All the same, it was a fantastically prejudiced world that tried to outlaw operations so natural that the most primitive of men, the South Sea islander, was led to perform them by instinct alone.

Just then Des Esseintes's man-servant interrupted these charitable reflections of his by bringing him the snack he had asked for on a silver-gilt salver. His gorge rose at the sight; he had not the courage to take even a bite at the bread, for his morbid appetite had deserted him. A dreadful feeling of debility came over him again, but he was forced to get to his feet; the sun was moving round and gradually encroaching on his patch of shadow, the heat becoming fiercer and more oppressive.

‘You see those children fighting in the road?' he said to the man. ‘Well, throw the thing to them. And let's hope that the weaklings are badly mauled about, that they don't get so much as a crumb of bread, and that on top of it all they're soundly thrashed when they get home with their breeches torn and a couple of black eyes to boot. That'll give them a fore-taste of the sort of life they can expect!' And he went back into the house, where he sank limply into an armchair.

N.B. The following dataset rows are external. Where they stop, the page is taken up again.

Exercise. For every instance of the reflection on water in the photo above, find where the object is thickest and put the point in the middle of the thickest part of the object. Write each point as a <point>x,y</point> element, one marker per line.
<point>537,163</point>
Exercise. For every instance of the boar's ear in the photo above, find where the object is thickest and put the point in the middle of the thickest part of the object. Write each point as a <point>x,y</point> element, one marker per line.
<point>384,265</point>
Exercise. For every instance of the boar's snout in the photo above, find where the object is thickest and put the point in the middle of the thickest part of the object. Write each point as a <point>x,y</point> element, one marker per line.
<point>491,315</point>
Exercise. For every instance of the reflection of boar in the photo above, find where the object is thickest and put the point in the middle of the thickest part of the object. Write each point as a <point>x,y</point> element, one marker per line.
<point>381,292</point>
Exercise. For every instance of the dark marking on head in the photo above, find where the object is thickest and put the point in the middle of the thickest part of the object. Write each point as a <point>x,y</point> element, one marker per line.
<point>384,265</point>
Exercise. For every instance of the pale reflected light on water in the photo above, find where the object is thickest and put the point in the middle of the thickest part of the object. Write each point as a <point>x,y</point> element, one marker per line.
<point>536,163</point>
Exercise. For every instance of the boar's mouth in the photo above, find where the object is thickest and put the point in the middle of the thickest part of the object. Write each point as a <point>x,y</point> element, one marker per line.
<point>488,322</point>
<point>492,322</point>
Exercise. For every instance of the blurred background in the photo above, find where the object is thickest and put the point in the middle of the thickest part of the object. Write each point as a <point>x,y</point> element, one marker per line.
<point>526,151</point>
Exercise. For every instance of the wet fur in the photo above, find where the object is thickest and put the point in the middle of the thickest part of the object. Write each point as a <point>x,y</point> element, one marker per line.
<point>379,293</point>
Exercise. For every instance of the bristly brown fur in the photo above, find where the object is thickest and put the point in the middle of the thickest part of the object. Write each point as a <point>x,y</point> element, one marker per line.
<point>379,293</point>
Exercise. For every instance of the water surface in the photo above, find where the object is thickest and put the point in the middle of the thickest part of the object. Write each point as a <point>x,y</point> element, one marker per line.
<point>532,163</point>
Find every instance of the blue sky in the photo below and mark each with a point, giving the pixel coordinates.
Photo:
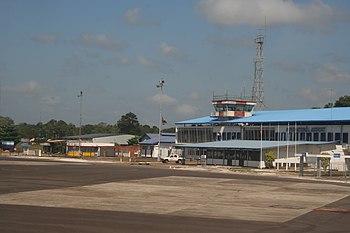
(117, 51)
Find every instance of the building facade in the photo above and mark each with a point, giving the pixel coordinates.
(290, 132)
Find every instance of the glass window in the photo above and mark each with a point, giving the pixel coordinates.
(330, 137)
(345, 137)
(224, 138)
(337, 137)
(308, 137)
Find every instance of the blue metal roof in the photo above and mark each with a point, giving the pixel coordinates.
(248, 144)
(155, 139)
(299, 115)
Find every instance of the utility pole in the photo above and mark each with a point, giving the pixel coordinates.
(258, 86)
(80, 96)
(160, 85)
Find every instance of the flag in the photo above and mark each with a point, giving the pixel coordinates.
(164, 121)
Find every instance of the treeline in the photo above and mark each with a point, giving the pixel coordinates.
(54, 129)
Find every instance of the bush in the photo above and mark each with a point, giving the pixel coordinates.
(269, 159)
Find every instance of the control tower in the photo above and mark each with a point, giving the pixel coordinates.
(228, 107)
(258, 86)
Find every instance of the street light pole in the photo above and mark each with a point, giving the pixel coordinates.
(160, 85)
(80, 96)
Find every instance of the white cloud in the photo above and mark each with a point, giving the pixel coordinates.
(132, 16)
(330, 73)
(167, 100)
(171, 51)
(278, 12)
(187, 110)
(101, 41)
(245, 42)
(147, 61)
(167, 49)
(31, 86)
(118, 61)
(51, 100)
(194, 96)
(45, 38)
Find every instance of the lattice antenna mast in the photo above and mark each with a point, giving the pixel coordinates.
(258, 86)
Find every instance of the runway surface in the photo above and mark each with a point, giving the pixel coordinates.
(44, 195)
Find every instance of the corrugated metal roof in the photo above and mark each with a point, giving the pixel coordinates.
(155, 140)
(300, 115)
(248, 144)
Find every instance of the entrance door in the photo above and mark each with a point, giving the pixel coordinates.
(241, 157)
(229, 157)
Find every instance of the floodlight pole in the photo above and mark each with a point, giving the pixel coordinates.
(160, 85)
(80, 96)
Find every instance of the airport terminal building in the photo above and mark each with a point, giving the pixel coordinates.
(235, 134)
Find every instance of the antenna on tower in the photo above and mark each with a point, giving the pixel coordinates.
(258, 86)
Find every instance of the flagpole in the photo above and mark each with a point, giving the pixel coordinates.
(160, 85)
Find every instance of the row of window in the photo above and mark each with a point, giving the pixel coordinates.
(270, 135)
(198, 135)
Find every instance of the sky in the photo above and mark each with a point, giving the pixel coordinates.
(116, 51)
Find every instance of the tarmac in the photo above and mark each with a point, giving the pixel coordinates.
(171, 190)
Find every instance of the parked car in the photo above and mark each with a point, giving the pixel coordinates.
(172, 158)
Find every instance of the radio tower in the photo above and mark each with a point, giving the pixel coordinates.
(258, 86)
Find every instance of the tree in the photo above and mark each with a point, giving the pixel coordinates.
(343, 101)
(269, 158)
(128, 124)
(134, 141)
(7, 130)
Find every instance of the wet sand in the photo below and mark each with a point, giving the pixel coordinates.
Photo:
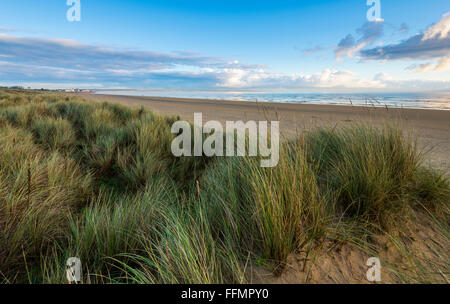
(431, 127)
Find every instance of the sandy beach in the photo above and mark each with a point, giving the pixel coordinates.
(431, 127)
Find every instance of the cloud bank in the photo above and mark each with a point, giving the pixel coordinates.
(58, 63)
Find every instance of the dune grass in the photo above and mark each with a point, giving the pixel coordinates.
(98, 181)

‘Still, I really must see if there isn't something I can eat,' he muttered – and he tried soaking a biscuit in a glass of old J. P. Cloete Constantia, of which he still had a few bottles in his cellar.

This wine, the colour of singed onion skins, and tasting of old malaga and port, but with a sugary bouquet all its own and an
after-taste of grapes whose juices have been condensed and sublimated by burning suns, had often braced him up and even given new vigour to a stomach weakened by the fasting he was forced to practise; but this time the cordial, usually so helpful, failed to have any effect.